You needed parents. You needed two minutes in a Sunday school class to learn the golden rule. And you needed a lick of common sense. That’s all. There are certain things the entire world should be able to look at collectively and agree, “Yup, that’s garbage.”

Just as we don’t require spending half our lives shooting up with heroin to become effective substance abuse counselors, it doesn’t take a dozen years in the NFL to understand that calling someone a half-(bleep) or saying that you’re going to (bleep) in his mouth is probably a serious error in judgment.

In fact, there’s a good rule of thumb for any walk of life. If you’re getting worked up to say or write anything, and you recognize that every fifth word would have to be edited in order to sanitize it even for basic cable, strongly consider keeping it to yourself. It may save you from donning an ill-fitting, button-down shirt and acquiescing to a hastily arranged television interview in order to keep yourself employable.


We have some work to do, obviously, but the rest of our society has come a thousand miles in this area. We recognize that words hurt and that the damage from them often heals more slowly than physical abuse. We understand that bullying reduces the victim to something less than human.

We accept that even in a society that celebrates freedom of speech, there are certain epithets we don’t use. While the quest to eliminate some of those words would be more successful if some of the potential targets didn’t exchange them among themselves, it’s worth an amen that we’ve almost arrived at a consensus about what’s right and wrong.

Why football or any sport would weigh itself to be above that progress is mind-numbing. It’s a combination of institutional arrogance and macho mumbo-jumbo. It’s the same secret-society mythology that allows private clubs to exclude people based on any characteristic they choose. “You’re not one of us. You don’t know our brotherhood.”

Stop it, already. You aren’t orthopedic surgeons. You’re playing a kids’ game. A physically and emotionally demanding kids’ game, yes, but not one whose intricacies take a Ph.D. to comprehend. Coaches or players who spout that line are falling for the decades-old NFL Films portrayal that equates football with war and the depths of the human soul. It’s precisely the same game that every single one of us has played in our backyards on Thanksgiving morning, so get over yourselves.

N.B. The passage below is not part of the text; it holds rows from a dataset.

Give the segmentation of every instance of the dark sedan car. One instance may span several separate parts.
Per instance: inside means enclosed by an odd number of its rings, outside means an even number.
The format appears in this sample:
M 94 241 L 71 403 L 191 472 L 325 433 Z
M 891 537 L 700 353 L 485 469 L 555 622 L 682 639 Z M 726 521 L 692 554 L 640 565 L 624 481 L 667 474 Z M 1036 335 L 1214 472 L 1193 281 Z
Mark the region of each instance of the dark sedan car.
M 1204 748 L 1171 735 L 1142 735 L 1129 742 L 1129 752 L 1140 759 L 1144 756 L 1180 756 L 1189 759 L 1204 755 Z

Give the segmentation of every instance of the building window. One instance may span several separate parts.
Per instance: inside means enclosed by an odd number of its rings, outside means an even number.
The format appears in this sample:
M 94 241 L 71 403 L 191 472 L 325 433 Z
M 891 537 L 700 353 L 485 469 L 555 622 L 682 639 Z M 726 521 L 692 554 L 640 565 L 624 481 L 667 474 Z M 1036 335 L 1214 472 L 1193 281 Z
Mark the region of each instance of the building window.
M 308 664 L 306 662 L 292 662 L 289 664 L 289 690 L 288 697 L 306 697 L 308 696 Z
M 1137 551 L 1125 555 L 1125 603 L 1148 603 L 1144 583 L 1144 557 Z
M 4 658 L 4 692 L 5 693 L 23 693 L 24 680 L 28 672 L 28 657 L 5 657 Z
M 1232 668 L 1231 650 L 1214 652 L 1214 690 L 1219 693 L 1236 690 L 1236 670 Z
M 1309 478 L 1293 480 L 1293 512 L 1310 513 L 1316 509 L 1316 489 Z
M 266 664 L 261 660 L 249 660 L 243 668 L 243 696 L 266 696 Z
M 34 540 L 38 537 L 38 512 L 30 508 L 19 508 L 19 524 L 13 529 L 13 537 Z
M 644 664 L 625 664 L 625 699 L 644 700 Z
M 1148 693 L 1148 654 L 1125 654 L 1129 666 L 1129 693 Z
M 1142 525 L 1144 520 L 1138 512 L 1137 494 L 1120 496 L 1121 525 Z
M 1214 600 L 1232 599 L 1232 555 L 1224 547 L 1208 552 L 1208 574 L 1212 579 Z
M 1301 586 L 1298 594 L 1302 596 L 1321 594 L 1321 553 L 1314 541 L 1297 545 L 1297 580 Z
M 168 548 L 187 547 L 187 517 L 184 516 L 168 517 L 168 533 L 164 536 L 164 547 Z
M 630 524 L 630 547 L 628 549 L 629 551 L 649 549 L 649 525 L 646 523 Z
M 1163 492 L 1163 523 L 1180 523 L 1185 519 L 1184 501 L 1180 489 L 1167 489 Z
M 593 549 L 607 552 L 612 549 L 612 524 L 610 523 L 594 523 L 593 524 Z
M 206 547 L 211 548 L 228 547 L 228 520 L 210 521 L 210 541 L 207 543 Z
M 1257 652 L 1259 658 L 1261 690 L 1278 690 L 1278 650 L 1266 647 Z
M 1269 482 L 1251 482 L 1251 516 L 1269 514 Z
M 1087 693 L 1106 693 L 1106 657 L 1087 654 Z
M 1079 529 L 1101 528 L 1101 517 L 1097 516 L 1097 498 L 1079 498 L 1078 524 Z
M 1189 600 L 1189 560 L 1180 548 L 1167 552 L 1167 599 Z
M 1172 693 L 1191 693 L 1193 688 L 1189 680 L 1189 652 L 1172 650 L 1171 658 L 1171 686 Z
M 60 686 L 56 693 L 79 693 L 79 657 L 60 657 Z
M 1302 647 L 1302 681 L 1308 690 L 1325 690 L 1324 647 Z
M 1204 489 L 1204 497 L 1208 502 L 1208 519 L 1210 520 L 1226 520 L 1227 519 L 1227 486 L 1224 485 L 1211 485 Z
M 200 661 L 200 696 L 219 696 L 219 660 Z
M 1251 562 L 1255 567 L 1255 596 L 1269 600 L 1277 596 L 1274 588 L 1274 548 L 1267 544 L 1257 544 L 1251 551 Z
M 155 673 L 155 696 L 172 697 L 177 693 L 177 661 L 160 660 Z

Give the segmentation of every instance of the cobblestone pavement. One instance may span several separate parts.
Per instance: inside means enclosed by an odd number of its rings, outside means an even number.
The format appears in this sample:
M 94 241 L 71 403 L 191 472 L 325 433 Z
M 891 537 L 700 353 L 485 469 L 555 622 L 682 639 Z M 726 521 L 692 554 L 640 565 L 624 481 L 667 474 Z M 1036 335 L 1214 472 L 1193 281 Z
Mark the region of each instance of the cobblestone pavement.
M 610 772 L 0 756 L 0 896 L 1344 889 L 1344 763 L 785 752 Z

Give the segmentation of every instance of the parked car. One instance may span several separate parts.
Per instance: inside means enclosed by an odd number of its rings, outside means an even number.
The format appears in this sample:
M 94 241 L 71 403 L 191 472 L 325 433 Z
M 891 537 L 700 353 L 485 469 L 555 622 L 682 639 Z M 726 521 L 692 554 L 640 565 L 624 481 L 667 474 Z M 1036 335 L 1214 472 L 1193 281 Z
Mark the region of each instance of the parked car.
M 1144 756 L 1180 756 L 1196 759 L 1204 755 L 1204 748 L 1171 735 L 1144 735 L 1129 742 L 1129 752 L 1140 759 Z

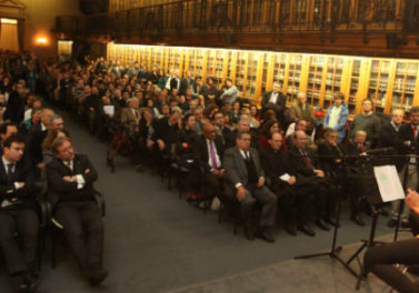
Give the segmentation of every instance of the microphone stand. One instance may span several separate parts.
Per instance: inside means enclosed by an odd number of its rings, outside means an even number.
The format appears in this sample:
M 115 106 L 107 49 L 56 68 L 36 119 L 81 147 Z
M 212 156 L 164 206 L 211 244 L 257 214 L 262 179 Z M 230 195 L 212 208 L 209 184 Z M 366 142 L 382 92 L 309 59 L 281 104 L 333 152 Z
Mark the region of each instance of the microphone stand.
M 346 162 L 346 160 L 349 156 L 352 156 L 352 155 L 317 155 L 317 158 L 341 159 L 342 160 L 341 164 L 342 164 L 342 168 L 343 168 L 343 175 L 341 178 L 343 178 L 343 180 L 347 176 L 347 172 L 346 172 L 347 162 Z M 343 267 L 346 267 L 348 270 L 348 272 L 350 272 L 352 275 L 358 277 L 358 273 L 352 267 L 350 267 L 349 264 L 347 262 L 345 262 L 338 255 L 338 253 L 342 250 L 342 246 L 337 247 L 337 239 L 338 239 L 338 230 L 339 230 L 339 223 L 340 223 L 341 205 L 342 205 L 342 188 L 338 186 L 338 209 L 337 209 L 337 213 L 336 213 L 336 218 L 335 218 L 336 225 L 335 225 L 333 239 L 332 239 L 330 250 L 328 252 L 323 252 L 323 253 L 297 255 L 293 259 L 295 260 L 303 260 L 303 259 L 312 259 L 312 257 L 319 257 L 319 256 L 329 256 L 331 259 L 338 260 L 343 265 Z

Interesting, also, how insiders’ response to the Incognito-Martin debacle almost universally parallels their stand on the concussion epidemic. People who accept that we have evolved as a species and need to change our behavior accordingly on the field seem to accept that it’s time to follow the same track off it. And the guys who romanticize knocking the hell of each other, even at the expense of the hitters and hittees becoming invalids in their 40s and 50s, don’t see what all the fuss is about.

The fuss is legitimate. It doesn’t matter if you’re a professional football player, a sportswriter or a short-order cook. You should have the freedom to go to work every day without being subject to harassment that celebrates the basest forms of human behavior.

Any and all opposition to that is utter nonsense.